Both Miktex and TL includes file UnicodeData.txt
, which contains all necessary information. It contains lines in the following form:
0061;LATIN SMALL LETTER A;Ll;0;L;;;;;N;;;0041;;0041
There are several fields delimited with semicolon. Important fields are first, which is current character codepoint, fourth, which is class of character and fifteenth, which contains codepoint of corresponding uppercase character.
We can write simple Lua library which will parse the file and return table with necessary information:
local unicode_data = kpse.find_file("UnicodeData.txt")
local characters = {}
for line in io.lines(unicode_data) do
local fields = line:explode ";"
-- we want to process only uppercase letters
if fields[3] == "Ll" then
local lowercase = tonumber(fields[1],16)
-- uppercae codepoint is in field 15
-- some uppercase letters doesn't have lowercase versions
local uppercase = tonumber(fields[15],16)
characters[lowercase] = uppercase
end
end
return characters
We test for Ll
class, which is lowercase letters and construct table with uppercase codepoints. Note that some lowercase chars doesn't have coresponding upeercases, but that's OK, they will not be included in the table.
It can be used in the following way:
\documentclass{article}
\directlua
{
local lowercases = require "makelowercases"

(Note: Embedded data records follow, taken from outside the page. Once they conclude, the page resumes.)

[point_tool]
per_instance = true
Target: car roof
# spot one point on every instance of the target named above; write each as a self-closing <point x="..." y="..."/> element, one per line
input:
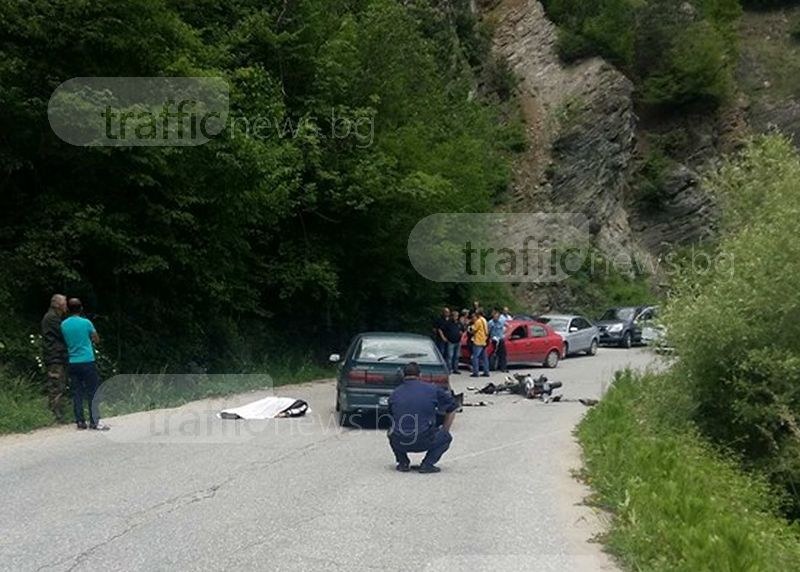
<point x="515" y="323"/>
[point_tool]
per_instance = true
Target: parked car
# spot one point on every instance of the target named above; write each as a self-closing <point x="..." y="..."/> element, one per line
<point x="619" y="326"/>
<point x="580" y="335"/>
<point x="527" y="342"/>
<point x="373" y="367"/>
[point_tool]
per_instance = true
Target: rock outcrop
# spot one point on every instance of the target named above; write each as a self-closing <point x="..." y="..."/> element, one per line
<point x="580" y="125"/>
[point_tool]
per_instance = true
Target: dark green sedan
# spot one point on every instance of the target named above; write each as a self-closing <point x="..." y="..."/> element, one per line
<point x="373" y="367"/>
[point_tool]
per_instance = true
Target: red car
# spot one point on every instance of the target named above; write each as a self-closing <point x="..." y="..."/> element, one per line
<point x="527" y="342"/>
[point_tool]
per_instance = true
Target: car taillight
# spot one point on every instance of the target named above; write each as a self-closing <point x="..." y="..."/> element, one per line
<point x="357" y="376"/>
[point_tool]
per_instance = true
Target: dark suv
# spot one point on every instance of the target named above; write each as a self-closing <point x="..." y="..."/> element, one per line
<point x="619" y="326"/>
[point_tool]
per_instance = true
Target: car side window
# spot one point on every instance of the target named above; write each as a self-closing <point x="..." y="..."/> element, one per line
<point x="518" y="333"/>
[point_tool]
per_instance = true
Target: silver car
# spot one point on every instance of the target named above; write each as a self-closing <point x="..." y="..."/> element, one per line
<point x="579" y="334"/>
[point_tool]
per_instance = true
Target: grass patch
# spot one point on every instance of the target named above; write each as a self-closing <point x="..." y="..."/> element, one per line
<point x="679" y="504"/>
<point x="23" y="407"/>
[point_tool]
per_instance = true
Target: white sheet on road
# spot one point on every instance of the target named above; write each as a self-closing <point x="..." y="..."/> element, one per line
<point x="267" y="408"/>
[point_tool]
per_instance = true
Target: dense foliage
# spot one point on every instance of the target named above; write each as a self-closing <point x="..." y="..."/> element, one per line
<point x="215" y="254"/>
<point x="736" y="322"/>
<point x="678" y="504"/>
<point x="677" y="52"/>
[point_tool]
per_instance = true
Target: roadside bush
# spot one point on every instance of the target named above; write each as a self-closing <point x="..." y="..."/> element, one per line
<point x="679" y="505"/>
<point x="737" y="327"/>
<point x="678" y="53"/>
<point x="794" y="29"/>
<point x="23" y="406"/>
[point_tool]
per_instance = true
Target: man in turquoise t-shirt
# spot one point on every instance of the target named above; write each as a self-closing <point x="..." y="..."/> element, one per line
<point x="80" y="336"/>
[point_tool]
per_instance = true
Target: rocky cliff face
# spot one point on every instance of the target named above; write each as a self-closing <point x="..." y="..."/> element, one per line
<point x="583" y="139"/>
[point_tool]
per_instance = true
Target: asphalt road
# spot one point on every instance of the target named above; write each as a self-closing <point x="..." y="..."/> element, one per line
<point x="183" y="490"/>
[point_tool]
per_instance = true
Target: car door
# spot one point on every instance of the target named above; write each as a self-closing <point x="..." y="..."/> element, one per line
<point x="642" y="321"/>
<point x="585" y="332"/>
<point x="575" y="337"/>
<point x="516" y="344"/>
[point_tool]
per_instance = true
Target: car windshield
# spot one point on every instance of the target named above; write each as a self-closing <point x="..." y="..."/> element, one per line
<point x="397" y="350"/>
<point x="623" y="314"/>
<point x="558" y="324"/>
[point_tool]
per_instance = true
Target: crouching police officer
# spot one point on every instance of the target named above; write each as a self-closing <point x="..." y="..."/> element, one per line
<point x="413" y="408"/>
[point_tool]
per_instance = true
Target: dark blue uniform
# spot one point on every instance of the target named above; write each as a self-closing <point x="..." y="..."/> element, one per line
<point x="414" y="407"/>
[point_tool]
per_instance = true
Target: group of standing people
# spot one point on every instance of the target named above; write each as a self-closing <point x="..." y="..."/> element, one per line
<point x="452" y="329"/>
<point x="68" y="340"/>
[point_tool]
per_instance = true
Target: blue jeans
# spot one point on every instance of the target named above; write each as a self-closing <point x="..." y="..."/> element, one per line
<point x="479" y="355"/>
<point x="454" y="349"/>
<point x="84" y="380"/>
<point x="433" y="443"/>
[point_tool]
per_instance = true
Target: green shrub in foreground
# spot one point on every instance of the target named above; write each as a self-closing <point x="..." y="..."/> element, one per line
<point x="736" y="327"/>
<point x="679" y="505"/>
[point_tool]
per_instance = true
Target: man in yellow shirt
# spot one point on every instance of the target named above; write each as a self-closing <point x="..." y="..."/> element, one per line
<point x="480" y="337"/>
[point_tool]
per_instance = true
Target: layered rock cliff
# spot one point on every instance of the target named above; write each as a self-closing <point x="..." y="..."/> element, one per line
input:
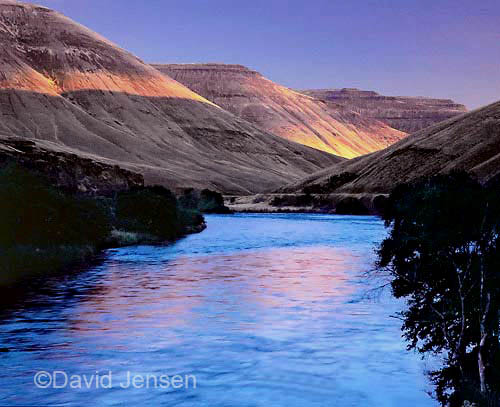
<point x="469" y="142"/>
<point x="284" y="112"/>
<point x="408" y="114"/>
<point x="60" y="82"/>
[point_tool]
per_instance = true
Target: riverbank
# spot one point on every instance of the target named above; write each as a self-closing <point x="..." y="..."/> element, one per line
<point x="341" y="204"/>
<point x="46" y="228"/>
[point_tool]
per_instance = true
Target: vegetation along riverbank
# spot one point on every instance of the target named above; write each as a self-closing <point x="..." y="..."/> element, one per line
<point x="45" y="228"/>
<point x="443" y="257"/>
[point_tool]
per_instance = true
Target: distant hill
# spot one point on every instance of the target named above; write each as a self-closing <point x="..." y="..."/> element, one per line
<point x="62" y="83"/>
<point x="408" y="114"/>
<point x="284" y="112"/>
<point x="470" y="142"/>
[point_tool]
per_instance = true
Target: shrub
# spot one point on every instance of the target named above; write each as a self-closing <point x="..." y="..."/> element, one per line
<point x="151" y="210"/>
<point x="34" y="213"/>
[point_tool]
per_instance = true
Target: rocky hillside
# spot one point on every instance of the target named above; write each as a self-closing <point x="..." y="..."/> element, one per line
<point x="60" y="82"/>
<point x="71" y="172"/>
<point x="284" y="112"/>
<point x="470" y="142"/>
<point x="408" y="114"/>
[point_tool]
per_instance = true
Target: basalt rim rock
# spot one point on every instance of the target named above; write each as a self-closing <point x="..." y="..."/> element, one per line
<point x="62" y="83"/>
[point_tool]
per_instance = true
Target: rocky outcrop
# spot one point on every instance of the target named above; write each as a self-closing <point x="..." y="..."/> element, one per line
<point x="408" y="114"/>
<point x="68" y="171"/>
<point x="470" y="143"/>
<point x="62" y="83"/>
<point x="284" y="112"/>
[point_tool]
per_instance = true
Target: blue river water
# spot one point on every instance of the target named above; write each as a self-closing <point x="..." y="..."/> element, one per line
<point x="257" y="310"/>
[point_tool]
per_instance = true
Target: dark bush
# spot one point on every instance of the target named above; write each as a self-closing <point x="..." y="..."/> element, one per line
<point x="206" y="201"/>
<point x="351" y="206"/>
<point x="150" y="210"/>
<point x="34" y="213"/>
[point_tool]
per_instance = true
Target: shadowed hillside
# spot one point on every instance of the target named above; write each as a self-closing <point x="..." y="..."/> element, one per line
<point x="63" y="83"/>
<point x="470" y="143"/>
<point x="284" y="112"/>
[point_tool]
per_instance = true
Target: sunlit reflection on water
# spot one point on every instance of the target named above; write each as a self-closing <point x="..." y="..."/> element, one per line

lowercases["ß"] = {"S","S"}
fonts.handlers.otf.addfeature
{
name = "vircase",
type = "multiple",
data = lowercases
}
}
\usepackage{fontspec}
\setmainfont{OpenSans-Regular.ttf}%
[
RawFeature=+vircase,
]
\begin{document}
AAAA aaaa ü ß ɒ e o
Hallo Welt!
\end{document}
It will produce the following result:
I would use the included unicode
Lua module and fill the uppercase table by a loop, like this:
\documentclass{article}
\directlua
{
local upper = unicode.utf8.upper
local char = unicode.utf8.char
local data = {}
for c = 0x20, 0x0500 do
data[char(c)] = {upper(char(c))}
end
data["ß"] = {"S","S"}
fonts.handlers.otf.addfeature {
name = "vircase",
{
type = "multiple",
data = data,
}
}
}
\usepackage{fontspec}
\setmainfont{CMU Serif}%
[
RawFeature=+vircase,
]
\begin{document}
AAAA aaaa ü ß ɒ e o
Hallo Welt!
Привет, Мир!
\end{document}
Since I use TexLive 2016, the syntax of fonts.handlers.otf.addfeature
arg is a bit different, you can adjust it. I've limited the loop up to 0x0500
which covers Latin scripts, Greek and Cyrillic. Some Cyrillic example is also added (and works!).